The term DevOps (Development + Operations) was born around 2008 when some used the term to describe “Agile Infrastructure”. But ever since then, the two terms “Agile” and “DevOps” have been used selectively, either together or separately. In recent years some companies have successfully mastered Agile Execution at scale, making DevOps a hot new topic on every CIO’s list.
The Agile Manifesto had it all defined back in 2001 – “continuous delivery of software”, “deliver working software frequently”, etc. In my view of this space, DevOps and Agile are one and the same. Scaling Agile beyond project management, into the realms of operations is DevOps. If you viewed software development as a supply chain, DevOps is Downstream Agile. To effectively be an Agile enterprise it’s important to have working software in frequent releases. How can software work without being deployed into a server and tested?
Are you DevOps ready?
Many companies have jumped into the DevOps bandwagon today. These companies have spun initiatives around Agile adoption and DevOps. While it’s a good sign that these enterprises are wanting to embrace change, it’s scary to see so much money spent without a clear plan. DevOps is not a magic potion. There are 5 things that these enterprises need to consider before jumping into the Agile and / or DevOps bandwagon:
- Is there a commitment from the top leadership to become an Agile enterprise?
- Does the organization have shared goals across departments?
- Has the organization identified the key processes that deliver the most business value?
- Have bottlenecks in these key processes been identified?
- Take an Enterprise Agility Assessment
Scaling Agile to DevOps requires enterprises to take a deeper look at the driving need. Business value for enterprises can vary.
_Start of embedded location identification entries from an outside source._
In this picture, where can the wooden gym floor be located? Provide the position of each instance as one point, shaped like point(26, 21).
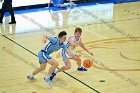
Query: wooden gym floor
point(110, 31)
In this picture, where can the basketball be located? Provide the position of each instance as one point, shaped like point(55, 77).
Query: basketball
point(87, 63)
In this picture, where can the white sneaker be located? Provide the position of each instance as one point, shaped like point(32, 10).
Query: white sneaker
point(32, 78)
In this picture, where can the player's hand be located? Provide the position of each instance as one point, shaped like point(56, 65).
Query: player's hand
point(44, 40)
point(91, 53)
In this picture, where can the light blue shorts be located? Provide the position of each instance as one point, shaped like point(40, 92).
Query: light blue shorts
point(43, 57)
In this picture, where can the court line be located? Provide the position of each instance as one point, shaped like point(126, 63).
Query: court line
point(57, 68)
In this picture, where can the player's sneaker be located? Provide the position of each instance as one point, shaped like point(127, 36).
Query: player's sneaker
point(52, 76)
point(48, 81)
point(81, 69)
point(32, 78)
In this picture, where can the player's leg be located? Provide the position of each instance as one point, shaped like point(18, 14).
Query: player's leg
point(36, 71)
point(54, 65)
point(63, 68)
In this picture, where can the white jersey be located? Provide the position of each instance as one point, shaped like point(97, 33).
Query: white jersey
point(76, 41)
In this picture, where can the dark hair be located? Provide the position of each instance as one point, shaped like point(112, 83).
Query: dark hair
point(78, 29)
point(62, 33)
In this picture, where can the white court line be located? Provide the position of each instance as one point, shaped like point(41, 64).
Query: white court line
point(82, 27)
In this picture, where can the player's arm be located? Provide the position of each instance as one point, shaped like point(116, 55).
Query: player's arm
point(71, 41)
point(82, 46)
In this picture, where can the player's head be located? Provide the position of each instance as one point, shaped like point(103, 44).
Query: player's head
point(78, 32)
point(62, 36)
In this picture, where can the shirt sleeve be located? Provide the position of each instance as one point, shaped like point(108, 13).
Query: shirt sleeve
point(65, 47)
point(52, 39)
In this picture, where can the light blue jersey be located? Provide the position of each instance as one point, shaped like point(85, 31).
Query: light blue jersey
point(51, 47)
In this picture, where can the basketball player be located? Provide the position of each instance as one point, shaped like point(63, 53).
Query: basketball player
point(73, 41)
point(44, 55)
point(61, 3)
point(7, 5)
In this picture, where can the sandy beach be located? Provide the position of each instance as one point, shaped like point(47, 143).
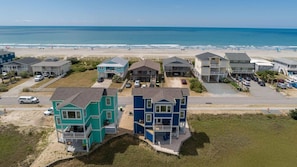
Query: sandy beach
point(145, 53)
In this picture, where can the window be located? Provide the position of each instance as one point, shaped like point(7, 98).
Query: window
point(71, 114)
point(183, 101)
point(57, 103)
point(149, 103)
point(58, 120)
point(148, 118)
point(182, 114)
point(163, 108)
point(108, 115)
point(108, 101)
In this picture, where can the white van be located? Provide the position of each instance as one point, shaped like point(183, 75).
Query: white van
point(28, 100)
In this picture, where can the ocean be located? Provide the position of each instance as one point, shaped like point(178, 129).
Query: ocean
point(147, 37)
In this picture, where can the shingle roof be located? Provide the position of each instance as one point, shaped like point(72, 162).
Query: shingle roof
point(207, 55)
point(145, 63)
point(4, 52)
point(28, 60)
point(176, 61)
point(157, 94)
point(237, 56)
point(52, 63)
point(116, 62)
point(286, 61)
point(79, 96)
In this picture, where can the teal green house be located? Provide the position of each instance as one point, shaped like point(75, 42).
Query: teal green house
point(83, 116)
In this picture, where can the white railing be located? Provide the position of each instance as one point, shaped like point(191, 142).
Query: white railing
point(162, 128)
point(77, 135)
For cloud-based consumer businesses the business value could come from delivering software to smartphones or the cloud. For enterprise businesses the value could come from delivering high quality software to the cloud or made available for download. In both cases, the frequency at which business value is created could vary anywhere from a few minutes to a few months.
First steps to DevOps
If your enterprise is convinced to pursue a DevOps or Agile Execution strategy, and if there is a strong leadership commitment, here are a few things you should consider doing:
- Identify key processes that create the most business value
- Consider re-aligning your business functions around delivering business value
- Define your DevOps or Agile Execution strategy with clear milestones
- Commit the necessary budget to establish the infrastructure needed
If your enterprise creates business value by delivering world-class software, it’s important to realize that business value consistently and predictably. An organization’s functions have to contribute to adding value to the business, and not to the functional goals. For example, the role of Operations or Quality Engineering teams should look at getting high quality software our of the door as the business demands.
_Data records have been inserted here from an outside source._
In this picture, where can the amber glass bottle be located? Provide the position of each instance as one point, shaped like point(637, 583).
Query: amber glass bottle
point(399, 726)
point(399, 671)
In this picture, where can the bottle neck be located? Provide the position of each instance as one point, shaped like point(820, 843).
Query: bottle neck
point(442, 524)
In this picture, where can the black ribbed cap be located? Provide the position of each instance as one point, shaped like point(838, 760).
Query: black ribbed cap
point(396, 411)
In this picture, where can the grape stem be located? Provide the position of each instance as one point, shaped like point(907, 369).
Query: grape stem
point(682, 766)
DevOps or Agile Execution can come in different sizes, and one enterprise’s needs could be very different from another’s. Depending on how mature your enterprise is with Agile, you could have shorter milestones to push the envelope. Good unit testing, functional testing and performance testing is one tiny step towards getting Agile.
Having dedicated test environments that run automated tests for continuous testing, having continuous integration (CI) jobs to create build software is the next stage. Based on what the business demands, your enterprise could choose to further the DevOps pipeline to continuous delivery (CD) or go further and do continuous deployment to stage or production environments.
Challenges and Opportunities
As enterprises scale across multiple projects, teams and geographies, one of the most important challenges you face is one of tool chain complexity and data. With developers making commits by the minute, CI jobs creating builds every few minutes, CD pipelines deploying into a multitude of servers every few minutes, enterprises will soon end up with a problem of too much of data.
It’s important that enterprises get into a DevOps or Agile Execution initiative with the longer term vision and invest in the right set of tools. With the right strategy in place and the right tools, enterprises can actively engage with data to improve overall agility. The ability of these tools to offer clear end-to-end traceability and insight across requirements, commits, builds, deployments and servers is key to your enterprise’s continued success with DevOps.